Despite the fact that upstream activity is set to increase in 2018, most service companies operating in Trinidad and Tobago report that they are still not confident about their business prospects and future growth. The Energy Chamber of Trinidad and Tobago’s (Energy Chamber) quarterly survey of energy service companies shows that over 60 per cent of companies report that both the volume and value of their business was below normal levels with around half of the companies surveyed reporting that they reduced staffing levels in the fourth quarter of 2017. 

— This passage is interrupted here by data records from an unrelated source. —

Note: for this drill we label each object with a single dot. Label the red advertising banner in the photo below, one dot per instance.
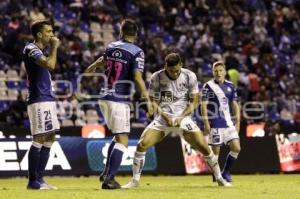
(289, 151)
(193, 160)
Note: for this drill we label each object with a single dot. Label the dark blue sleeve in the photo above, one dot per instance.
(139, 61)
(234, 94)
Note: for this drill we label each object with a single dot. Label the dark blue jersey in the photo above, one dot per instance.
(219, 97)
(121, 60)
(38, 77)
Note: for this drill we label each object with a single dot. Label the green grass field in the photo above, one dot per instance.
(164, 187)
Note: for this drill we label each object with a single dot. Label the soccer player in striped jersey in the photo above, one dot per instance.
(123, 62)
(41, 104)
(219, 99)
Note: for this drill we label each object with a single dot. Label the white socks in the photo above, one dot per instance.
(213, 164)
(138, 164)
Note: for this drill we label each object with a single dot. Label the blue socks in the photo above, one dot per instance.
(115, 160)
(111, 146)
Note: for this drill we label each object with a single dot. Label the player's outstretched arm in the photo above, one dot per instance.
(50, 61)
(99, 63)
(139, 81)
(205, 117)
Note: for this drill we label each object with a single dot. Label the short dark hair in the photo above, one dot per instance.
(172, 59)
(129, 27)
(37, 26)
(219, 63)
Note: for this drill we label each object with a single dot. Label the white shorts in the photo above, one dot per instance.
(187, 124)
(218, 136)
(116, 115)
(43, 117)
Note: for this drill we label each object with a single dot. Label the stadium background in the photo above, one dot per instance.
(258, 40)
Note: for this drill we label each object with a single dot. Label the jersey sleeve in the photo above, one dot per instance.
(154, 86)
(35, 54)
(205, 92)
(193, 84)
(234, 94)
(139, 61)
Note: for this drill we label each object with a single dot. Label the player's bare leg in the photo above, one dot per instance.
(197, 141)
(235, 149)
(149, 138)
(38, 157)
(114, 162)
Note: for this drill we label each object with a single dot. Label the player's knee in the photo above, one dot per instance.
(39, 139)
(142, 146)
(236, 149)
(122, 139)
(50, 138)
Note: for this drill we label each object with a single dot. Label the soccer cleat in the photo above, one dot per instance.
(102, 177)
(213, 178)
(45, 185)
(226, 176)
(223, 183)
(132, 184)
(34, 185)
(110, 184)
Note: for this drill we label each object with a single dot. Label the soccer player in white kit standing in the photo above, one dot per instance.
(174, 93)
(41, 104)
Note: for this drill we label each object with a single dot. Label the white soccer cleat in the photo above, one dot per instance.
(46, 186)
(132, 184)
(223, 183)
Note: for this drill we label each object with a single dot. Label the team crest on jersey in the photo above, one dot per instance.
(117, 53)
(167, 96)
(182, 86)
(224, 100)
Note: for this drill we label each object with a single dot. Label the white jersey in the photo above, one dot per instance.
(173, 95)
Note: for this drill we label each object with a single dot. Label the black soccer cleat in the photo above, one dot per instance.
(102, 177)
(110, 184)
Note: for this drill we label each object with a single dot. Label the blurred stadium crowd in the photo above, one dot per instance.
(259, 40)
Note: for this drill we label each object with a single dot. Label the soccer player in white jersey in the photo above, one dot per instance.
(219, 99)
(174, 94)
(41, 104)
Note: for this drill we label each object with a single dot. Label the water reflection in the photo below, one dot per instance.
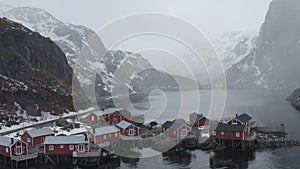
(231, 159)
(182, 158)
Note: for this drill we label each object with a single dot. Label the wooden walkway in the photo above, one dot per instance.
(87, 154)
(24, 157)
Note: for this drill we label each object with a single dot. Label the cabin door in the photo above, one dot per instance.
(19, 148)
(183, 132)
(81, 147)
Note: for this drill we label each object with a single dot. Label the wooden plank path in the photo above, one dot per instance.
(24, 157)
(45, 123)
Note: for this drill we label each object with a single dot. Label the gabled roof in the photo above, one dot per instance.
(175, 124)
(104, 130)
(243, 117)
(124, 124)
(124, 112)
(40, 132)
(196, 116)
(229, 127)
(167, 124)
(106, 111)
(66, 140)
(6, 141)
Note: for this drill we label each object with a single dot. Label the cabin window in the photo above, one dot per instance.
(131, 130)
(71, 147)
(183, 132)
(19, 148)
(234, 122)
(81, 148)
(115, 120)
(51, 147)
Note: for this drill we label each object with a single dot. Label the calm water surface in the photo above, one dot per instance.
(266, 107)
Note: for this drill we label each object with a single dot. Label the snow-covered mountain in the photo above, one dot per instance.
(274, 62)
(34, 73)
(232, 47)
(71, 39)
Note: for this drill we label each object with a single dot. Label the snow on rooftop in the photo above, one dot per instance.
(40, 132)
(124, 124)
(6, 141)
(66, 140)
(104, 130)
(106, 111)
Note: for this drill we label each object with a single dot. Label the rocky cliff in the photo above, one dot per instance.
(34, 72)
(274, 62)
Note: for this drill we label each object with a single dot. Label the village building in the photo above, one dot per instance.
(66, 144)
(36, 136)
(105, 134)
(229, 132)
(112, 116)
(10, 147)
(198, 120)
(176, 128)
(128, 129)
(243, 119)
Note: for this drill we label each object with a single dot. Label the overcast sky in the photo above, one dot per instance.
(213, 17)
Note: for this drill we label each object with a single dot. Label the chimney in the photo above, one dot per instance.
(85, 137)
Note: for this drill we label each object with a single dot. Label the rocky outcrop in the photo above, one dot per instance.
(34, 73)
(274, 63)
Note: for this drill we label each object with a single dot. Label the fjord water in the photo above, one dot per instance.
(267, 107)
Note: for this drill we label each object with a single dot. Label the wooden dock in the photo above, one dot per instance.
(24, 157)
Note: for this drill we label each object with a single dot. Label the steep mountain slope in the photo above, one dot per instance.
(71, 39)
(232, 47)
(274, 62)
(35, 75)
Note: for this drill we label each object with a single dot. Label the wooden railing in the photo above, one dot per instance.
(24, 157)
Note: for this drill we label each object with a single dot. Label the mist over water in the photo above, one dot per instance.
(268, 107)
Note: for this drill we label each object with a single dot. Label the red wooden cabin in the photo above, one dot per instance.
(243, 119)
(128, 129)
(176, 129)
(112, 116)
(36, 136)
(198, 120)
(12, 147)
(66, 144)
(229, 132)
(104, 134)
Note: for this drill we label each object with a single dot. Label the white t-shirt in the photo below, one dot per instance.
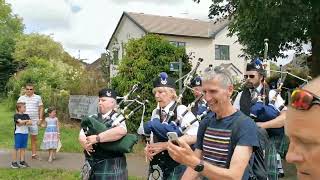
(32, 105)
(115, 121)
(193, 129)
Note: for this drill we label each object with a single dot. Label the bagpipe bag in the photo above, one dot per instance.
(93, 127)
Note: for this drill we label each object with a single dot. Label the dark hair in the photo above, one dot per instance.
(19, 105)
(29, 84)
(50, 109)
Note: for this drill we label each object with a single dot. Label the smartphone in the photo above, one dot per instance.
(173, 137)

This lack of business confidence in the services sector exists despite the fact that there are very significant levels of investment set to take place in Trinidad and Tobago’s upstream gas sector over the coming months and years. Trinidad and Tobago’s major gas producers, namely bpTT, Shell and EOG Resources, have all announced significant drilling programmes and new project developments, while BHP continues with a major deepwater exploration campaign. A total investment in the region of US$10 billion is being projected for Trinidad and Tobago over the next four to five years. 

Despite this very positive overall picture for the upstream gas sector, confidence in the services industry remains low. Following the global pattern, many service companies operating in Trinidad and Tobago report that they continue to be pushed to cut their pricing and offer further discounts by operator companies. The day rates of offshore rigs operating in Trinidad and Tobago, for example, have decreased significantly over the past few years. 

According to international press reports, the Transocean Deepwater Invictus drillship, contracted by BHP for its 2018 deepwater campaign, has seen its day rate slashed by two thirds since 2014. While the day rates for the Rowan rigs already operating in Trinidad and Tobago, or due here later this year, are listed as ‘undisclosed’ in their fleet status report, most rigs in these categories have seen significant declines in day rates over the past few years. According to Rigzone, global rig utilisation rates remain low, at around 50 per cent utilisation at the end of 2017, compared to around 80 per cent when the oil price downturn started in September 2014. 

While lower rig rates are good news for the upstream operator company’s ability to profitably develop new oil and gas resources, and hence ultimately for government revenue, these lower rates will also pass through to other subcontractors supporting drilling programmes. 

Business confidence levels in the Trinidad and Tobago services sector are also likely to be negatively impacted by the continued uncertainty over the future direction of stateowned Petrotrin. While the Trinidad and Tobago hydrocarbon sector is dominated by gas production, the state-owned oil company has remained a very important customer for many companies in the sector, in particular, many of the smaller locally owned service companies. Continued uncertainty over the future direction of the company has created a lack of confidence for the many contractors servicing the sector. 

To date, there have been few service companies that have finally closed their doors, unlike in the 1980s downturn, but many companies have reported reduced staffing levels, pay-cuts and reduced time, all in an effort to control costs. Internationally, the low-price environment has led to some service industry consolidation and it remains to be seen if a similar pattern will emerge in Trinidad and Tobago.